On the other hand, if after considering the situation properly, you decide to leave your partner for this new person, it is also worth a second thought.
Do not be hasty to decide and do not act emotionally.
Be logical and calculating.
Tell yourself the truth.
5) Communicate with your partner
If you have decided to move on to this new person, you have to let your partner know that you’re leaving the relationship.
It is unfair to allow a person keep emotionally investing in you when your mind is with someone else.
Find a convenient time and place to discuss with your partner and let him know that you are ending the relationship.
Your partner will be hurt but eventually be grateful that you did not lead them on or cheat on them.
It is possible to be in a long term relationship and have feelings for someone else.
It does not always mean you are a bad person.
What you do about it is what determines the kind of person you are.
You are in the best position to know the two people involved and what your gut says about them both.
It is essential that you weigh your options well, decide and be committed to your decision.
Is it wrong to cheat on my partner once?
Cheating is never right, regardless of the number of times it is done.
You should not cheat on your partner and you should not tolerate being cheated on.
However, if you have already done it once and you are remorseful and determined never to let it repeat itself, it is okay to forgive yourself and create systems that help you remain faithful.
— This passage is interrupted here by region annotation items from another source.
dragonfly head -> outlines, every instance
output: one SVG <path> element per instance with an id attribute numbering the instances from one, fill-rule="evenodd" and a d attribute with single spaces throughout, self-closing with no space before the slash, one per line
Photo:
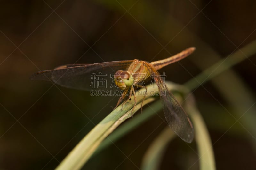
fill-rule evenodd
<path id="1" fill-rule="evenodd" d="M 121 90 L 124 90 L 126 87 L 132 85 L 134 79 L 129 72 L 118 70 L 114 75 L 114 81 L 117 87 Z"/>

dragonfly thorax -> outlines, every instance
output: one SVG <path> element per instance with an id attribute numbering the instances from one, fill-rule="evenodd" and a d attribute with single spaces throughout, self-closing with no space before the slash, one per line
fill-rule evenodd
<path id="1" fill-rule="evenodd" d="M 114 82 L 119 88 L 124 90 L 127 87 L 131 87 L 132 85 L 134 78 L 129 71 L 118 70 L 114 75 Z"/>

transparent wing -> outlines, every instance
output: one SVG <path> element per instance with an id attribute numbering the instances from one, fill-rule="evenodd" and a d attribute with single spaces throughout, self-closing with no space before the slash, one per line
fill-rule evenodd
<path id="1" fill-rule="evenodd" d="M 159 73 L 147 67 L 155 79 L 160 92 L 164 112 L 167 122 L 174 132 L 183 140 L 190 143 L 194 138 L 194 129 L 188 115 L 169 91 Z"/>
<path id="2" fill-rule="evenodd" d="M 34 80 L 52 81 L 64 87 L 84 90 L 117 90 L 113 77 L 119 70 L 126 70 L 133 60 L 80 64 L 68 64 L 56 69 L 36 73 L 30 77 Z"/>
Can this new person be better than my long-term partner?
It is possible for the new person you are developing feelings for to be better than your partner and end up being a more appropriate partner for you.
However, that does not happen often and you can not determine that just by the nice things they do to you now to get with you.
The duration of time you have spent with your partner should have made you know their character and personality.
It is your job to tell if your partner is a great person you should stay with, or a toxic or lazy partner that you should stay away from.